Methodology
Atlaso assigns growth ratings to 2,477 Australian suburbs using quantitative models trained on 3 million property transactions. This page describes the architecture, the validation protocol, the adversarial testing it has survived, and the limitations we know about. No number on this page is aspirational; every figure is reproduced by an automated test suite before each release.
Three layers, deliberately simple:
Ratings: STRONG BUY, BUY, HOLD, AVOID. Suburbs with unreliable data (noisy quarterly medians, very thin sales, new estates) are barred from positive ratings regardless of score.
Every published number is walk-forward: models are trained only on data available before each test year, then judged on what actually happened — repeated across ten years (2015–2024), 46 cities, one prediction per suburb per year. The validation applies the same data-quality gates the production system applies, so the numbers below describe the product as shipped, not a flattering variant.

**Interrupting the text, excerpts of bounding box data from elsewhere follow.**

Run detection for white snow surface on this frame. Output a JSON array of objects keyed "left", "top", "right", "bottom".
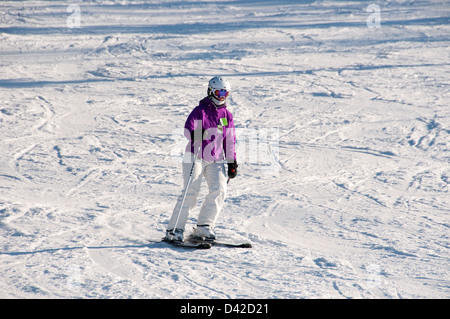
[{"left": 0, "top": 0, "right": 450, "bottom": 299}]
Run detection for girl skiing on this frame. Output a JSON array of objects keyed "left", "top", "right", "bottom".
[{"left": 165, "top": 76, "right": 238, "bottom": 242}]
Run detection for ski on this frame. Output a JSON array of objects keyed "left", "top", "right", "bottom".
[
  {"left": 189, "top": 237, "right": 252, "bottom": 248},
  {"left": 149, "top": 238, "right": 212, "bottom": 249}
]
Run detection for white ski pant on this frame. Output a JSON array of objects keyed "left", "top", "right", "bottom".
[{"left": 167, "top": 152, "right": 227, "bottom": 230}]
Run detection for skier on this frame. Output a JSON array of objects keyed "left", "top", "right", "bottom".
[{"left": 165, "top": 76, "right": 238, "bottom": 242}]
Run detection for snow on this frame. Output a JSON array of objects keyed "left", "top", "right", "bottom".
[{"left": 0, "top": 0, "right": 450, "bottom": 299}]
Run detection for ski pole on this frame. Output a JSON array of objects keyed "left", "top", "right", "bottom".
[{"left": 174, "top": 141, "right": 202, "bottom": 230}]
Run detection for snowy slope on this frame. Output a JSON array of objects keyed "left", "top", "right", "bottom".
[{"left": 0, "top": 0, "right": 450, "bottom": 298}]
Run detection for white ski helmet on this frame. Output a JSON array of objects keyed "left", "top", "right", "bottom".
[{"left": 208, "top": 76, "right": 231, "bottom": 105}]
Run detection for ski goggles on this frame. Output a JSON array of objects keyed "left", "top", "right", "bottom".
[{"left": 214, "top": 90, "right": 230, "bottom": 101}]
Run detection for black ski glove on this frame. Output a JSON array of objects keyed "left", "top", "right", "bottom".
[{"left": 228, "top": 162, "right": 239, "bottom": 178}]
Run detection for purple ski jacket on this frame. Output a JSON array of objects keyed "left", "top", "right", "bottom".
[{"left": 184, "top": 97, "right": 236, "bottom": 163}]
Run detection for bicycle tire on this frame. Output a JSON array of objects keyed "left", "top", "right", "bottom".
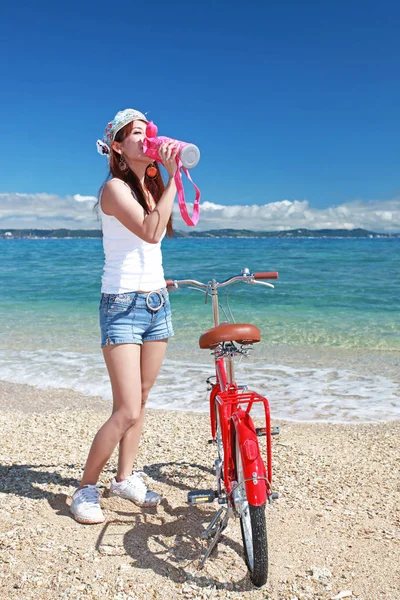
[{"left": 235, "top": 428, "right": 268, "bottom": 587}]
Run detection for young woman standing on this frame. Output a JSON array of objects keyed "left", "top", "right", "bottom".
[{"left": 70, "top": 109, "right": 179, "bottom": 523}]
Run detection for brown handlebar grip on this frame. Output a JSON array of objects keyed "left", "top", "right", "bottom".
[{"left": 254, "top": 271, "right": 278, "bottom": 279}]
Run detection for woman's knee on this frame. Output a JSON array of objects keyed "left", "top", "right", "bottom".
[
  {"left": 113, "top": 408, "right": 141, "bottom": 433},
  {"left": 142, "top": 386, "right": 151, "bottom": 408}
]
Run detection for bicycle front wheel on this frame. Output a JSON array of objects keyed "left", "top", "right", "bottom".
[{"left": 234, "top": 428, "right": 268, "bottom": 587}]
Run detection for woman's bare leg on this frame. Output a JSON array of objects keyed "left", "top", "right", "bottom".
[
  {"left": 116, "top": 339, "right": 168, "bottom": 481},
  {"left": 79, "top": 344, "right": 143, "bottom": 487}
]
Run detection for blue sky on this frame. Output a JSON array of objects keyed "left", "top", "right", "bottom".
[{"left": 0, "top": 0, "right": 400, "bottom": 230}]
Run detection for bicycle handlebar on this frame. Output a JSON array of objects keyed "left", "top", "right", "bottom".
[
  {"left": 166, "top": 269, "right": 278, "bottom": 288},
  {"left": 253, "top": 271, "right": 278, "bottom": 279}
]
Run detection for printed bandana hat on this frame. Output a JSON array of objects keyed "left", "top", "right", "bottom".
[{"left": 96, "top": 108, "right": 148, "bottom": 159}]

| Measure | Houses | Units |
|---|---|---|
| STRONG BUY — beat inflation (>4% growth) | 93.8% | 97.1% |
| All picks — beat inflation (>4%) | 77.0% | 77.4% |
| STRONG BUY — grew >8% | 90.2% | 94.7% |
| STRONG BUY — average annual growth | +27.1% | +32.8% |
| AVOID — average annual growth | −10.7% | −19.5% |
| Direction ranking power (AUC, 1yr) | 0.765 | 0.755 |
AUC with a one-year purge gap between training and test: 0.759 — the walk-forward is honest, not flattered by window overlap.
The long-term outlook score shown on suburb pages is separately validated against realised five-year returns (11,131 suburb-years): suburbs we label Strong returned +84.9% over the following five years on average, against +50.3% for Average and +22.0% for Weak — a strictly ordered ladder.
Since April 2026 every prediction is archived with a timestamp before outcomes are knowable. As results mature, they will be published here — hits and misses. Backtests can be argued with; a public forward record cannot.
| Source | Coverage | Cadence |
|---|---|---|
| National sold-transaction records | 3M+ transactions, 46 cities | Monthly |
| Vacancy, stock, rents and asking-price series | 1,500+ postcodes | Weekly |
| ABS Census | 2,600+ postcodes | Census cycle |
| RBA / macro credit series | National | Annual, publication-aware |
All predictive features are lagged to what was actually knowable at prediction time — supply data by a full quarter, macro data by publication schedule.
City-level regime badges summarise whether credit and market conditions currently favour growth. The suburb model is validated in both regimes: in GREEN years the market averaged +11.1% and our top-rated suburbs +18.0%; in RED years the market averaged +0.8% and top-rated suburbs +11.6%. The edge is the spread between what we rate highly and what we don't — in both halves of the cycle.